Thursday, March 14, 2013

How X Feels

Sex makes me feel good, but it also makes me feel bad
Sex makes me cry, but it also makes me smile

It feeds my longing, but it also starves my soul
It feeds my feelings, but it also deprives my emotions

When I engage in it, my heart becomes extremely heavy
When I engage in it, my mind becomes exceedingly weak

After it's over my being feels unreal
After it's over I feel unbecomingly

I incure emptiness and brokenness more deepened every time I use my body
I incure voidance and uncompleteness more vividly every time I use my body

Already shattered, sex fractures me
Already fragmented, sex damages me

Why do what causes so much pain? It's a learned experience
Why continue to do what results in affliction? It's a childhood disease grown

My ways are to submit to a man, it is what I am lettered to do
My ways are to accede to what a man wants from me, it is what I have been tutored to do

Sex is my reminded continued confirmation that molestation existed
Sex is my reminded ongoing substantiation that molestation is wrong in its nature

It steals my happiness, it clones bliss
It steals my peace of mind, it clones calmness...
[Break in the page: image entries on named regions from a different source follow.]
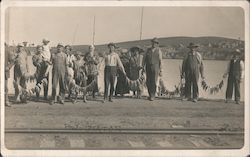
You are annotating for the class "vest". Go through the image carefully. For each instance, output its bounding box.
[145,48,160,65]
[229,59,241,78]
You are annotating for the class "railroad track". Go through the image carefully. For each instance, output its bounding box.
[5,128,244,135]
[5,128,244,149]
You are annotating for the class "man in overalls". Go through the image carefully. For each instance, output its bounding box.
[50,44,68,105]
[32,45,49,100]
[223,49,244,104]
[142,38,162,101]
[14,44,29,103]
[103,43,126,102]
[181,43,205,102]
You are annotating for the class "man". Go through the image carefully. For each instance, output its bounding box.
[14,44,29,103]
[32,45,49,100]
[104,43,126,102]
[128,46,143,96]
[85,45,99,98]
[42,39,51,61]
[142,38,162,101]
[50,44,68,105]
[64,45,75,96]
[223,49,244,104]
[4,43,16,107]
[181,43,205,102]
[73,51,87,102]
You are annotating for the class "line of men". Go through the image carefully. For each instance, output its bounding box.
[5,38,244,106]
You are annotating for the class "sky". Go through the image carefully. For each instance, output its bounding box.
[5,7,244,45]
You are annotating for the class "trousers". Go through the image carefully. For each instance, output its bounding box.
[185,74,199,99]
[226,76,240,101]
[104,66,117,99]
[52,71,66,100]
[146,64,159,98]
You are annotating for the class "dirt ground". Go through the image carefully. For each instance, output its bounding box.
[5,97,244,149]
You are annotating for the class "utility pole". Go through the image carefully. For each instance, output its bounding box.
[140,7,144,40]
[92,16,95,45]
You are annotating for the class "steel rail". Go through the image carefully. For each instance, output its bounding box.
[5,128,244,135]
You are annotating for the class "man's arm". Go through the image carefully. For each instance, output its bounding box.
[200,61,205,79]
[115,54,126,75]
[159,49,162,75]
[181,56,186,78]
[240,60,245,79]
[223,62,230,78]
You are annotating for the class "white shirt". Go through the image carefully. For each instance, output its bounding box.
[105,52,125,72]
[224,59,245,79]
[41,45,51,61]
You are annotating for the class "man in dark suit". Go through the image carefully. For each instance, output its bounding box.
[142,38,162,101]
[50,44,68,105]
[181,43,205,102]
[223,49,244,104]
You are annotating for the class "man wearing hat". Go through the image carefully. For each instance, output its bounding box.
[223,49,244,104]
[85,45,99,98]
[181,43,205,102]
[32,45,49,100]
[42,38,51,61]
[128,46,143,96]
[50,43,68,105]
[104,43,126,102]
[64,45,75,94]
[4,43,16,107]
[14,43,29,102]
[142,38,162,101]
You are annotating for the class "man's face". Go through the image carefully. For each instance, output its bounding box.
[65,46,70,54]
[17,46,23,52]
[109,45,115,52]
[37,47,43,54]
[189,47,195,52]
[57,46,63,52]
[152,42,159,48]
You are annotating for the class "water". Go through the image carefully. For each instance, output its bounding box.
[8,57,244,100]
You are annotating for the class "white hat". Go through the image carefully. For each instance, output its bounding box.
[43,38,50,43]
[17,43,24,47]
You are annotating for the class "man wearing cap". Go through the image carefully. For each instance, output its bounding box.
[104,43,126,102]
[50,44,68,105]
[223,49,244,104]
[14,43,29,102]
[42,39,51,61]
[4,43,16,107]
[142,38,162,101]
[64,45,75,95]
[32,45,49,100]
[85,45,99,98]
[181,43,205,102]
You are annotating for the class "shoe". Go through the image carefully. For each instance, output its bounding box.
[193,99,198,103]
[5,101,11,107]
[49,100,55,105]
[109,98,113,102]
[60,100,64,105]
[181,98,188,101]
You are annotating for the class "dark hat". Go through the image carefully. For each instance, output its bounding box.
[151,38,159,44]
[75,51,83,56]
[233,49,241,55]
[187,43,199,48]
[108,42,119,48]
[130,46,143,52]
[57,43,64,47]
[17,43,24,47]
[43,38,50,43]
[36,45,43,49]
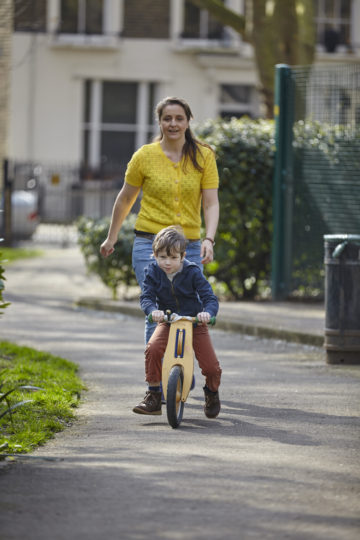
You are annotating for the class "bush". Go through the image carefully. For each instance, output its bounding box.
[77,214,137,300]
[196,118,275,300]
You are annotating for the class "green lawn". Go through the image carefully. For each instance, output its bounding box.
[0,341,85,456]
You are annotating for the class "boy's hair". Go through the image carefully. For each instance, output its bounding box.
[153,225,187,257]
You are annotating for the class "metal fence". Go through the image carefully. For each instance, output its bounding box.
[273,64,360,299]
[0,161,124,245]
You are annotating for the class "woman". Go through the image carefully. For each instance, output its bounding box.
[100,97,219,342]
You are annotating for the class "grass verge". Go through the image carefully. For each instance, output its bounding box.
[0,341,85,458]
[0,246,43,265]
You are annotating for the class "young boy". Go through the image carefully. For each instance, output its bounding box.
[133,226,221,418]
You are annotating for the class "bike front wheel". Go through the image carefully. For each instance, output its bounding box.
[166,366,184,428]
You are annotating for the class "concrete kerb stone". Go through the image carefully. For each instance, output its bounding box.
[75,297,324,347]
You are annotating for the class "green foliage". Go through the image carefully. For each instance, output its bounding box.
[0,342,84,454]
[197,118,274,300]
[77,214,137,299]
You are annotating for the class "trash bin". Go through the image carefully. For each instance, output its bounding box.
[324,234,360,364]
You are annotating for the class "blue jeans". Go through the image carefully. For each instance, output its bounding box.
[132,236,203,343]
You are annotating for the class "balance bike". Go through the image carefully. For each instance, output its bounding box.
[149,311,216,429]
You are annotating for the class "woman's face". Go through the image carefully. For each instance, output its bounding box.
[159,105,189,141]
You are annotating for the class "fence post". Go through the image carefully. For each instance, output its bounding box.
[271,64,294,300]
[3,159,12,247]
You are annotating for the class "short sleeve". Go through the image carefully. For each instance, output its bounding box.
[125,148,144,187]
[201,147,219,189]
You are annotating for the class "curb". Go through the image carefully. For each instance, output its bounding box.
[75,297,324,347]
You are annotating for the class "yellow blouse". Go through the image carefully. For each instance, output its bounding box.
[125,142,219,240]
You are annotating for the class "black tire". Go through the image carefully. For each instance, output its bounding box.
[166,366,184,429]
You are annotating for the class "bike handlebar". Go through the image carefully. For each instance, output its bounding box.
[147,312,216,326]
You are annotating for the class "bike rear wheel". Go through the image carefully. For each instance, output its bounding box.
[166,366,184,429]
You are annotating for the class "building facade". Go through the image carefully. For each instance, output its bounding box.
[10,0,360,171]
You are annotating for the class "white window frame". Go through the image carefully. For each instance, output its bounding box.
[47,0,125,48]
[218,81,260,118]
[82,79,158,168]
[170,0,245,49]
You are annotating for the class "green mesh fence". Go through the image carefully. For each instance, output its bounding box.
[288,64,360,297]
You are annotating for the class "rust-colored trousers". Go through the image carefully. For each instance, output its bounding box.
[145,322,221,392]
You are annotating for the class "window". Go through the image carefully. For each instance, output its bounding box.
[60,0,104,34]
[83,80,157,173]
[219,84,259,118]
[13,0,46,32]
[181,0,224,40]
[315,0,351,53]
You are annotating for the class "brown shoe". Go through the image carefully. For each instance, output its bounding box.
[204,386,221,418]
[133,390,161,415]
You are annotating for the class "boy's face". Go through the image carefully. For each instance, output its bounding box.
[155,249,185,274]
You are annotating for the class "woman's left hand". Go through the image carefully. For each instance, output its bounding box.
[200,238,214,264]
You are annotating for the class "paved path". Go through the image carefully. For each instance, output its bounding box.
[0,250,360,540]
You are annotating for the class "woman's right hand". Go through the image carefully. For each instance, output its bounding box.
[100,238,114,257]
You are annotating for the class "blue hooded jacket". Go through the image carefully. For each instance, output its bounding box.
[140,259,219,317]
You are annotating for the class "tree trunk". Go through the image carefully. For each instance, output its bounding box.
[0,0,13,191]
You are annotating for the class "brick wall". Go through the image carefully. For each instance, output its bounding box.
[123,0,170,39]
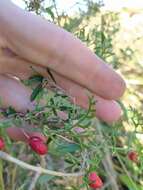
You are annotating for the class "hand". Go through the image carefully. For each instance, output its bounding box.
[0,0,125,140]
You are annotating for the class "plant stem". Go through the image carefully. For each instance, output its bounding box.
[0,151,84,177]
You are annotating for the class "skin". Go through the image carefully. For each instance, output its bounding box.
[0,0,125,140]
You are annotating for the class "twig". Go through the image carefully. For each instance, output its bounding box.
[94,119,119,190]
[28,172,41,190]
[0,151,84,177]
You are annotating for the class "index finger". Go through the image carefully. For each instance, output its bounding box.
[0,1,125,99]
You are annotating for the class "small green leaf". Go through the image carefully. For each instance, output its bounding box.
[30,83,43,102]
[29,75,44,83]
[38,175,54,185]
[46,7,55,20]
[50,143,80,155]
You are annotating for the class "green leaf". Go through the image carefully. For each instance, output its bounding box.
[120,174,143,190]
[29,75,44,83]
[49,143,80,155]
[38,174,54,185]
[30,83,43,102]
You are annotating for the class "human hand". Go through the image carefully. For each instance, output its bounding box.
[0,1,125,140]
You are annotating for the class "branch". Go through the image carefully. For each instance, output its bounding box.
[28,172,41,190]
[94,119,119,190]
[0,151,84,177]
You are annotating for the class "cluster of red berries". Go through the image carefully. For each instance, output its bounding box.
[0,136,138,189]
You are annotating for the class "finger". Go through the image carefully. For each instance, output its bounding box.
[1,4,125,99]
[51,73,122,123]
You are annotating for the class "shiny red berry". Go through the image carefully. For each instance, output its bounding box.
[88,172,103,189]
[0,137,5,150]
[29,136,48,155]
[128,151,138,162]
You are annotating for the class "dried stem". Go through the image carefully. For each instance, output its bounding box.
[0,151,84,177]
[95,119,119,190]
[28,172,41,190]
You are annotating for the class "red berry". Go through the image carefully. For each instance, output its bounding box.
[88,172,103,189]
[0,137,4,150]
[29,136,48,155]
[128,151,138,162]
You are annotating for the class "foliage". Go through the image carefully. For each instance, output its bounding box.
[0,0,143,190]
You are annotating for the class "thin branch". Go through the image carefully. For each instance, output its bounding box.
[94,119,119,190]
[28,172,41,190]
[0,151,84,177]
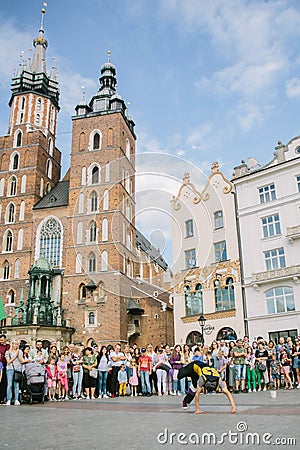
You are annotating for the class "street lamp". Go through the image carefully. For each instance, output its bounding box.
[198,314,206,344]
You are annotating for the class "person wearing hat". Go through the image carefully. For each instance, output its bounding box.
[138,347,152,396]
[178,361,236,414]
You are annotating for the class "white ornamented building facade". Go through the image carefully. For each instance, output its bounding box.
[0,5,173,347]
[172,163,244,344]
[233,137,300,341]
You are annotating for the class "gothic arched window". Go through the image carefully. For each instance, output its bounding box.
[90,191,98,212]
[88,252,96,272]
[89,311,95,325]
[4,230,13,252]
[8,175,17,196]
[101,250,108,272]
[92,166,100,184]
[9,152,20,170]
[39,217,62,266]
[93,132,101,150]
[6,203,16,223]
[214,277,235,311]
[90,220,97,242]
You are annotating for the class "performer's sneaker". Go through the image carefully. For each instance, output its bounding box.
[182,400,187,409]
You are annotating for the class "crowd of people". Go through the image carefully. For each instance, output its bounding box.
[0,334,300,406]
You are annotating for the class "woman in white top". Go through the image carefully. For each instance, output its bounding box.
[5,341,23,406]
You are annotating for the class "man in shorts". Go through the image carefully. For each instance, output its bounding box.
[178,361,236,414]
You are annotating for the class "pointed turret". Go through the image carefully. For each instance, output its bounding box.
[31,3,48,73]
[9,3,59,108]
[75,51,135,134]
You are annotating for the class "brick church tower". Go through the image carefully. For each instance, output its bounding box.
[64,53,141,341]
[0,4,173,347]
[0,9,61,310]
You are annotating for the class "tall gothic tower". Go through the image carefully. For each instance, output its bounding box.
[63,52,137,341]
[0,9,61,304]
Sex makes me feel good, but it also makes me feel bad
Sex makes me cry, but it also makes me smile
^This is how sex makes me feel, this can't be normal
^This is how sex makes me feel, I am sexually abnormal

It feeds my longing, but it also starves my soul
It feeds my feelings, but it also deprives my emotions
^The normalcy of the constant being of these sensations lives within me every day
^The normalcy of the functions experienced together, the sex and pain, arrives in me every time

When I engage in it, my heart becomes extremely heavy
When I engage in it, my mind becomes exceedingly weak
^The emotionally anguished affects of being abused is always present with my current encounters
^The sentimented distress affects of being assaulted is always occurring with my present encounters

Already shattered, sex fractures me
Already fragmented, sex damages me
^My past experience stole every thing away from me, my innocence was taken
^My past hurt and pain steals every bit of satisfaction from my current meetings, I think I'm trying to find my innocence....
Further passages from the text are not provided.